LaMarcus Aldridge, Dejounte Murray, and Rudy Gay had the biggest positive impacts on team rebounding, while Davis Bertans is the only player with a significant negative impact who’s coming back this season. He’ll most likely be a net negative again this year if he spends much time on the court without LaMarcus and Dejounte. The team also added DeMar Derozan, who sported a +2.4 impact on team rebounding % in Toronto last season, and Jakob Poeltl, whose -1.0 looks pretty bad until you realize he’s replacing Joffrey Lauvergne and his -1.7.

Looking at the whole league for last season, there is a positive correlation between individual impact on team rebounding and individual net rating.

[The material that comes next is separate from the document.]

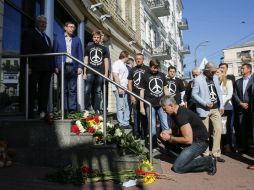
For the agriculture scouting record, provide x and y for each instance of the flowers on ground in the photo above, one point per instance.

You can see how broad the distribution is. It’s not a strong correlation, but every 1% increase in impact on team rebounding is generally equivalent to a 1 point increase in individual net rating. It’s a better fit than either rebounds per game or individual rebound %, and much better than either offensive or defensive rebounds alone.

It’s important to note that this holds true even when we control for position by dividing into guards, wings, and bigs. This is surprising, particularly in the case of guards, because a common argument for guard rebounding is that it enables teams to get into transition faster. While it may be true in certain cases, it doesn’t appear to hold across the board. Using guard rebounding from BasketballReference.com, and team transition data from NBA.com, aggregated guard defensive rebounding by team wasn’t related to transition success in the 2017-18 season in terms of total opportunities, points per possession in transition, or total transition points.

With little direct relationship to team success, either in terms of team rebounding or creating more valuable opportunities, per game rebounding numbers and individual rebound percentages should be largely irrelevant in the evaluation of players and their value. How the team rebounds when that player is on the floor is far more important.

So what?

Which brings us back to where we started. If you don’t rebound well, your team is likely to lose, but having one of the best rebounders in the league on your team doesn’t mean your team will rebound well or win. Offensive rebounds, contested rebounds, and especially contested offensive rebounds are clearly valuable, but players who excel at grabbing them don’t necessarily win any more games than those who don’t. Even measuring a player’s impact on the team’s rebounding percentages offers less insight into team success than simple per game stats for assists, blocks, or steals.

After all that, if you’re still into double-doubles, or lamenting Aldridge’s rebounding #s, it’s time to rethink your position. The Spurs have been 6th in overall rebounding rate the last two years and were 4th the year before without a single player in the top 20 in rebounds per game, and that’s what matters. They’re bringing back their top three rebounders in terms of impact on team rebounding, in LaMarcus, DeJounte, and Rudy, and should expect DeMar and Jakob to represent upgrades as well.

In that respect, the team is in good position to get after one component of the four factors. If you played around with the tool above, though, you know that rebounding isn’t nearly as important as shooting and turnovers. Still, finishing defensive possessions has long been a point of emphasis for the team, and that will continue this year. If the offense can bounce back from last year’s disappointing 17th place in Offensive Rating (lowest since 1996-97), it’ll matter, and they’ll compete for home court. If they can’t, it won’t, even if they’re the best rebounding team in the league.